The Friday Flashback: Jim Henson's Early Short Films
By Chuck Sudo in Arts & Entertainment on Feb 10, 2012 11:00PM
Muppets creator Jim Henson began keeping a journal in June 1965 that eventually became known as "The Red Book." An entry from last August looks back at Henson's introduction of a new character, SAM (an anagram for "Super-Automated Machine") the Robot to Sesame Street in 1972. SAM was voiced by longtime Henson performer Jerry Nelson, who is best known for voicing The Count von Count.
But SAM's origins actually date back to 1963. Henson was hired by The Bell System to make a short film for a business seminar in Chicago. The organizers of the seminar, a company called Inpro, was very active in its organization. One of the company's principals, Ted Mills, wrote a three-page memo to Henson that envisioned the relationship between mankind and technology as a tense one. As anyone who's had trouble setting the clock on a television or had to reboot a computer and lose open files can attest: it's a troubled relationship to this day.

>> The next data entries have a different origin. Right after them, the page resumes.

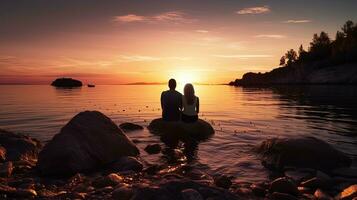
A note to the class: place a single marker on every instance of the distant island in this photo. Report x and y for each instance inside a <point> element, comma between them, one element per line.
<point>66,82</point>
<point>325,62</point>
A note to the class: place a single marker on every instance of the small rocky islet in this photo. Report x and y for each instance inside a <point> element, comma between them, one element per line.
<point>92,158</point>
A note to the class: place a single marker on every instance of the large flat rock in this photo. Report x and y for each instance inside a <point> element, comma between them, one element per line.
<point>88,141</point>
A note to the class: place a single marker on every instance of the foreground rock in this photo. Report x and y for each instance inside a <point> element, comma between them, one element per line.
<point>88,141</point>
<point>15,147</point>
<point>66,82</point>
<point>199,130</point>
<point>127,127</point>
<point>308,152</point>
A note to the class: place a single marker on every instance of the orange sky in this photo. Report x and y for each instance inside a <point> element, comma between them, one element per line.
<point>214,43</point>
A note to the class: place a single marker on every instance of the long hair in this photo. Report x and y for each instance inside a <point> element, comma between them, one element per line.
<point>189,93</point>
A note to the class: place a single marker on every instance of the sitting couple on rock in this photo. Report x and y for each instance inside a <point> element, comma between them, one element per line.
<point>178,107</point>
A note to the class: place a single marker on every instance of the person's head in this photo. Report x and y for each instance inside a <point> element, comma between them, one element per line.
<point>172,84</point>
<point>189,93</point>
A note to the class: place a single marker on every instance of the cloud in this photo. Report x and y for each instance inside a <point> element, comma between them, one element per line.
<point>293,21</point>
<point>202,31</point>
<point>254,10</point>
<point>129,18</point>
<point>273,36</point>
<point>141,58</point>
<point>171,16</point>
<point>244,56</point>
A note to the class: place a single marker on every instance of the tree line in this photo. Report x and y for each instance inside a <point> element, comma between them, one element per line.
<point>341,50</point>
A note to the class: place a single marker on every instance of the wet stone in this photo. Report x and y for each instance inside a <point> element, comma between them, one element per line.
<point>110,180</point>
<point>122,193</point>
<point>284,185</point>
<point>191,194</point>
<point>153,148</point>
<point>282,196</point>
<point>6,169</point>
<point>321,195</point>
<point>223,181</point>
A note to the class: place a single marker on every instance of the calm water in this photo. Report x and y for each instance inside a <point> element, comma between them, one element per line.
<point>242,117</point>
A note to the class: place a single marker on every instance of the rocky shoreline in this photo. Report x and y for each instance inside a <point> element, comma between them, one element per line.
<point>82,170</point>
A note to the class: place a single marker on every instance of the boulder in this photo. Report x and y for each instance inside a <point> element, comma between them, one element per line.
<point>223,181</point>
<point>127,127</point>
<point>282,196</point>
<point>348,194</point>
<point>6,169</point>
<point>2,154</point>
<point>153,148</point>
<point>191,194</point>
<point>126,163</point>
<point>305,152</point>
<point>321,195</point>
<point>66,82</point>
<point>18,147</point>
<point>88,141</point>
<point>284,185</point>
<point>123,193</point>
<point>199,130</point>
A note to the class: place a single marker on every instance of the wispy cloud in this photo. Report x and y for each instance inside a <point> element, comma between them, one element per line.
<point>273,36</point>
<point>171,16</point>
<point>254,10</point>
<point>294,21</point>
<point>144,58</point>
<point>202,31</point>
<point>129,18</point>
<point>243,56</point>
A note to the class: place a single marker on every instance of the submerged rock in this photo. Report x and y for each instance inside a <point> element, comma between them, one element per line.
<point>223,181</point>
<point>191,194</point>
<point>2,154</point>
<point>18,147</point>
<point>153,148</point>
<point>127,127</point>
<point>88,141</point>
<point>6,169</point>
<point>66,82</point>
<point>199,130</point>
<point>126,163</point>
<point>284,185</point>
<point>348,193</point>
<point>306,152</point>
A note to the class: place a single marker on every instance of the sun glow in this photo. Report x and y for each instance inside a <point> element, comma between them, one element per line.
<point>184,77</point>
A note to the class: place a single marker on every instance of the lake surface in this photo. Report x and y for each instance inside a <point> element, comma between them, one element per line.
<point>242,117</point>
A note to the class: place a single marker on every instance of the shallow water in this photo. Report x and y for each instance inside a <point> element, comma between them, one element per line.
<point>242,117</point>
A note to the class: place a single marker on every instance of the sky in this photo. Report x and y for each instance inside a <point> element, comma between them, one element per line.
<point>118,42</point>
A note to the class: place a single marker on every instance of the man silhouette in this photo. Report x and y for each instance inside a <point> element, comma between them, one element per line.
<point>171,103</point>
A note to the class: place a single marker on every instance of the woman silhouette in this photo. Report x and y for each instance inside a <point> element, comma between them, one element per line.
<point>190,104</point>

Henson took Mills' memo and ran with it. Mills wrote:
"He [the robot] is sure that All Men Basically Want to Play Golf, and not run businesses — if he can do it better."
Henson not only created a robot that conveyed what Mills had intended, he also added his unique personal touches to the robot.
The same robot, but with a different voice, appeared in a second film for the seminar, and was named Charlie Magnetico. The voice for Charlie was provided by Jerry Juhl, who was Henson's first employee. Juhl was a friend of Henson's most famous collaborator, Frank Oz. But Oz was still in high school at the time. One wonders how Oz would approached voicing Charlie.
Henson later created a slightly different version of the robot for the 1964 World's Fair.